Conditions de travail comparables. Après l’accord intervenu entre Smovengo et JCDecaux, l’avenir des salariés de Cyclocity s’éclaircit. Le successeur de JCDecaux, qui a remporté la concession du service de vélos partagés au printemps dernier, s’est engagé à garantir un reclassement externe rapide et transparent aux 300 personnes employées pour l’entretien et la régulation des stations et des vélos. Les salariés ont reçu le soutien du Syndicat mixte Autolib’ Vélib’ Métropole, qui réunit l’ensemble des collectivités locales qui bénéficient du service. Le dispositif de reclassement garantit un emploi stable et durable aux salariés de Cyclocity, dans des conditions de travail et salaires comparables à celles dont ils bénéficiaient.

300 emplois directs.

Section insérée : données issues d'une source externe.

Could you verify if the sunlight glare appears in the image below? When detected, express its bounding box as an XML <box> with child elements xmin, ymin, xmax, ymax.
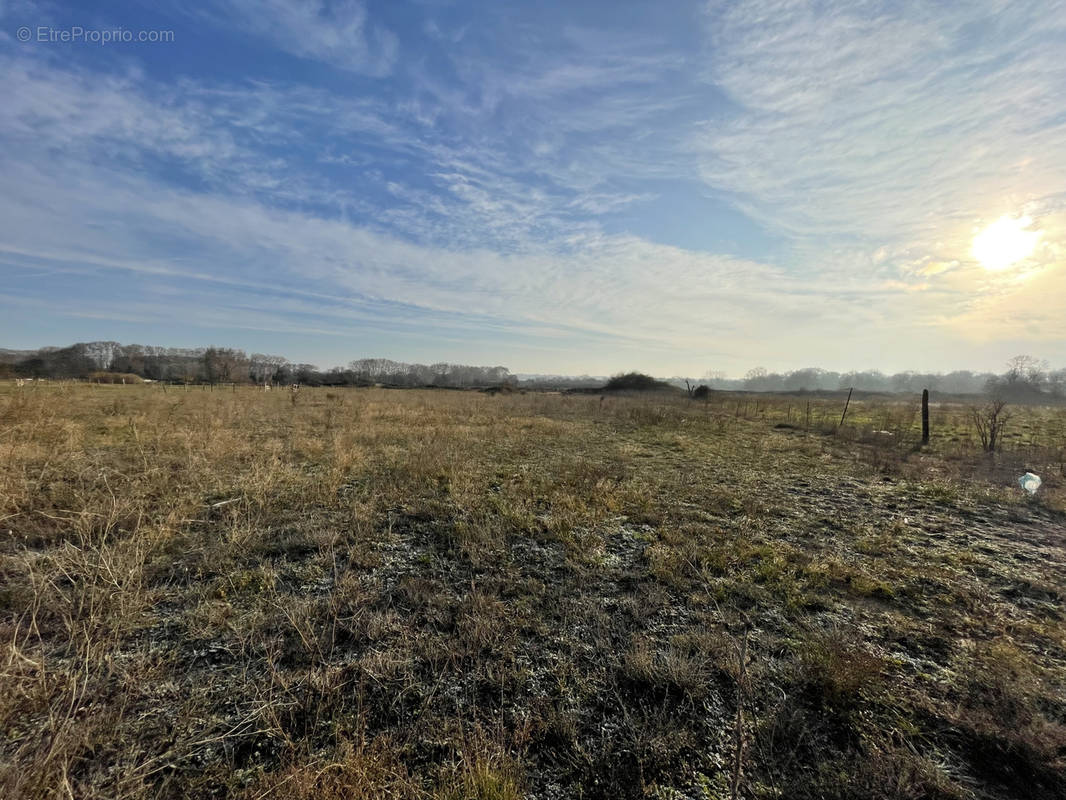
<box><xmin>973</xmin><ymin>215</ymin><xmax>1040</xmax><ymax>271</ymax></box>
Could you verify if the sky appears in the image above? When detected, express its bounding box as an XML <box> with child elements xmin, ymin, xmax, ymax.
<box><xmin>0</xmin><ymin>0</ymin><xmax>1066</xmax><ymax>375</ymax></box>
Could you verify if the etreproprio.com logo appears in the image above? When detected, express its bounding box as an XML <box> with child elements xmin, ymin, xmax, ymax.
<box><xmin>15</xmin><ymin>25</ymin><xmax>174</xmax><ymax>45</ymax></box>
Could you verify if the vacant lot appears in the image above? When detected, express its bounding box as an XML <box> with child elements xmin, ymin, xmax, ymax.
<box><xmin>0</xmin><ymin>384</ymin><xmax>1066</xmax><ymax>800</ymax></box>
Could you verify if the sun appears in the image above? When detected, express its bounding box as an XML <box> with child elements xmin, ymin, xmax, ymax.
<box><xmin>973</xmin><ymin>217</ymin><xmax>1040</xmax><ymax>271</ymax></box>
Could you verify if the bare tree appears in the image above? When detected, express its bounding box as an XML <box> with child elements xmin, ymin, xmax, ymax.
<box><xmin>970</xmin><ymin>398</ymin><xmax>1011</xmax><ymax>452</ymax></box>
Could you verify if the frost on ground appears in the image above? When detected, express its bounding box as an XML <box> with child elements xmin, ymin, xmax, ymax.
<box><xmin>0</xmin><ymin>385</ymin><xmax>1066</xmax><ymax>799</ymax></box>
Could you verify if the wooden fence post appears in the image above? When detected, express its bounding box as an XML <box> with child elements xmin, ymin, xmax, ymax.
<box><xmin>922</xmin><ymin>389</ymin><xmax>930</xmax><ymax>445</ymax></box>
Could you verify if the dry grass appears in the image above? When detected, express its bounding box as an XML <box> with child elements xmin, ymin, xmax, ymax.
<box><xmin>0</xmin><ymin>384</ymin><xmax>1066</xmax><ymax>800</ymax></box>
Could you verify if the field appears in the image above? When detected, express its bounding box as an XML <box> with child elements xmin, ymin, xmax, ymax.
<box><xmin>0</xmin><ymin>384</ymin><xmax>1066</xmax><ymax>800</ymax></box>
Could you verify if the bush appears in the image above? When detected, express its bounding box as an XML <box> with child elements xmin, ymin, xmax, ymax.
<box><xmin>88</xmin><ymin>371</ymin><xmax>144</xmax><ymax>383</ymax></box>
<box><xmin>603</xmin><ymin>372</ymin><xmax>674</xmax><ymax>391</ymax></box>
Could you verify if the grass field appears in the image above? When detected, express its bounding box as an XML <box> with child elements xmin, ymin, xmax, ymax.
<box><xmin>0</xmin><ymin>384</ymin><xmax>1066</xmax><ymax>800</ymax></box>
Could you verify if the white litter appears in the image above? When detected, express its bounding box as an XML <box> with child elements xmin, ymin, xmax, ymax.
<box><xmin>1018</xmin><ymin>473</ymin><xmax>1044</xmax><ymax>495</ymax></box>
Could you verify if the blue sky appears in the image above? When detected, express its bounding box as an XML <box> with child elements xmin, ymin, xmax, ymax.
<box><xmin>0</xmin><ymin>0</ymin><xmax>1066</xmax><ymax>375</ymax></box>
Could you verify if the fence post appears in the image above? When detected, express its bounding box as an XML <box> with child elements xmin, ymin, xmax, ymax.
<box><xmin>922</xmin><ymin>389</ymin><xmax>930</xmax><ymax>445</ymax></box>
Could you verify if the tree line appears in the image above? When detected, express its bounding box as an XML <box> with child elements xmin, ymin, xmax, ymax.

Dans un premier temps, l’entreprise Smovengo avait affirmé ne pas être tenue de reprendre les salariés, mais proposait de traiter leur candidature en priorité. JCDecaux avait d’ailleurs utilisé cet argument dans son recours contre l’attribution du contrat à Smovengo, mais en vain. Au-delà des 300 emplois directs liés à l’exploitation du service, ce sont plus de 150 emplois indirects qui sont créés partout en France par les entreprises qui participent à la fabrication et à l’assemblage des équipements (stations, vélos électriques et mécaniques).